朝食を食べ、みんなで教室に向かう。涼恵が座ると、やはり周囲に人が集まってきた。
「あ、えっと……その……」
涼恵は戸惑っていた。そこに入ってきたのは啓。
「ごめんねー。この後彼女と生徒会のことについて話をしないといけないからまた後にしてくれるかなー?」
「げっ……生徒会長……」
啓がニコニコしながら言うと、周りに集まっていた生徒は元の席に戻っていった。
「すずちゃん、記也君と一緒に生徒会室に行こうかー」
そう言われ、涼恵は頷く。
弟と一緒に生徒会室に案内され、椅子に座る。啓が女子生徒に飲み物を出すように指示を出し、お茶が出される。
「さて……さっき誰かが言っていたけど、俺が生徒会長ねー」
「……相変わらず軽いわね……」
ため息をつきながら、オレンジ髪の女性――秋川 もみじが二人の方を見る。
「あなた達、成雲 蓮の知り合いかしら?」
「え、はい……」
突然何を聞かれているのだろうか?すると彼女は、
「私は蓮のクラスメートなの。

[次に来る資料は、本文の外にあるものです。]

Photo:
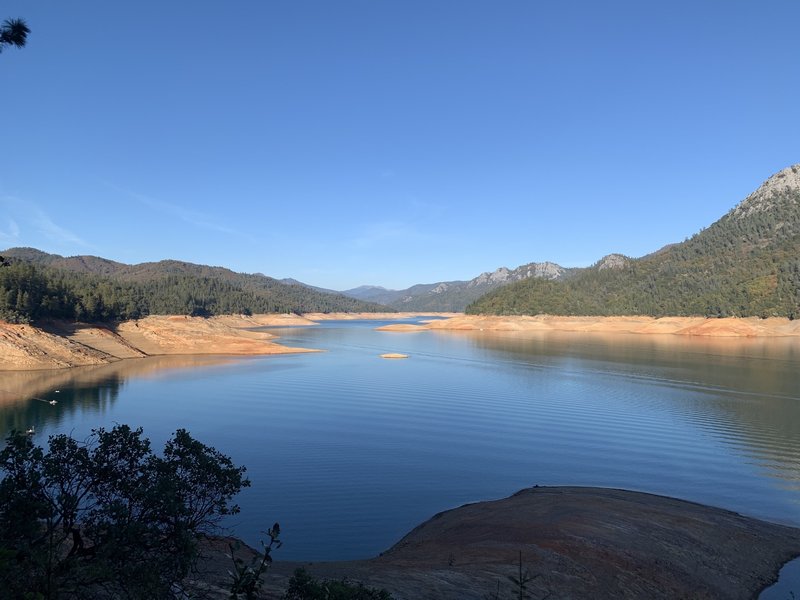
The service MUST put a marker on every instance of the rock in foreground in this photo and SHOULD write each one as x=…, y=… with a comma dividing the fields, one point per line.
x=577, y=543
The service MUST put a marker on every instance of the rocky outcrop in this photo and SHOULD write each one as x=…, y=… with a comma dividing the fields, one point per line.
x=574, y=542
x=783, y=186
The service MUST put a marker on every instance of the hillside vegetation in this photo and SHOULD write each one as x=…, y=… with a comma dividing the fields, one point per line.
x=35, y=285
x=745, y=264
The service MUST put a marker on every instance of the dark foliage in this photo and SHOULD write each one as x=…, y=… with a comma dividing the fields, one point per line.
x=107, y=517
x=13, y=32
x=303, y=586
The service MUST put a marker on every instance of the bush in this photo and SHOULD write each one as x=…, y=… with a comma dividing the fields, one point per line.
x=106, y=517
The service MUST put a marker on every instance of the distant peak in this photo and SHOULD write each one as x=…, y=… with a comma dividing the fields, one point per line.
x=763, y=199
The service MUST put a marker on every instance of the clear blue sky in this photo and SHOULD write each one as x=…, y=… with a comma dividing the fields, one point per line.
x=389, y=142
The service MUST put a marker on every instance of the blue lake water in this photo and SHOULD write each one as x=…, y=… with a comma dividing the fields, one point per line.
x=349, y=451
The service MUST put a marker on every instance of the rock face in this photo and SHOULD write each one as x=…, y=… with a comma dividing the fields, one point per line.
x=772, y=191
x=576, y=543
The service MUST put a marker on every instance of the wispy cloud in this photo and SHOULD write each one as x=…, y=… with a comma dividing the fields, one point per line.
x=387, y=232
x=53, y=231
x=187, y=215
x=31, y=215
x=10, y=235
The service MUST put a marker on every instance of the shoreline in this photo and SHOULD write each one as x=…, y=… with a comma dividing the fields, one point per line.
x=59, y=345
x=729, y=327
x=580, y=542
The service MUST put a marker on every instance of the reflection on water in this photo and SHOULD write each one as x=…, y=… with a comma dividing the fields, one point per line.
x=745, y=391
x=349, y=451
x=43, y=399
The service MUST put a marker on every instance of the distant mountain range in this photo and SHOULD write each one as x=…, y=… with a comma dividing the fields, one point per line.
x=454, y=296
x=745, y=264
x=35, y=285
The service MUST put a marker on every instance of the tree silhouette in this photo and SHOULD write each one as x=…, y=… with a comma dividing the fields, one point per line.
x=13, y=32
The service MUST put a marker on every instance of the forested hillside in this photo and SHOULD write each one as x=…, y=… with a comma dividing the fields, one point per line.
x=745, y=264
x=36, y=285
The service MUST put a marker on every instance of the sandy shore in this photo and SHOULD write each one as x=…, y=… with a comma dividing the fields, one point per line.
x=695, y=326
x=576, y=542
x=59, y=345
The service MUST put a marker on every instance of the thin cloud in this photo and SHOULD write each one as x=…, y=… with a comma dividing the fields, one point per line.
x=192, y=217
x=29, y=213
x=55, y=232
x=383, y=233
x=11, y=235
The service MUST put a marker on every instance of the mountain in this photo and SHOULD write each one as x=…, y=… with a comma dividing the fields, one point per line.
x=745, y=264
x=454, y=296
x=34, y=284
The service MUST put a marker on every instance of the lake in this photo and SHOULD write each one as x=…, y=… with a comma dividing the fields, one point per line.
x=349, y=451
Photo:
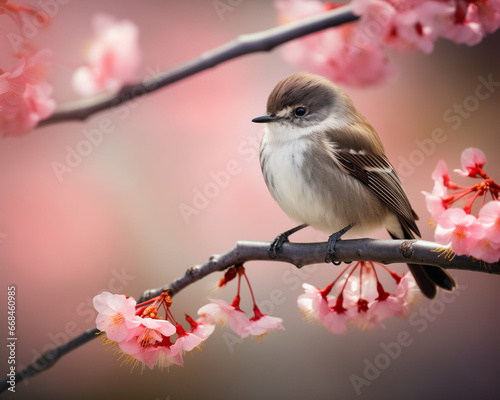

涼恵さんのことも彼女から聞いているわ。困ったことがあったら何でも相談してちょうだい」
彼女はニコッと笑ってそう言ってくれた。
「彼女は秋川さん。副会長で風紀には厳しいから、気を付けてねー」
「あら?一番乱している会長が何を言っているのかしら?」
啓がふざけた口調で言うと、もみじが威圧的に笑った。「おー、怖い怖い」とさして怖くもなさそうに啓はおどける。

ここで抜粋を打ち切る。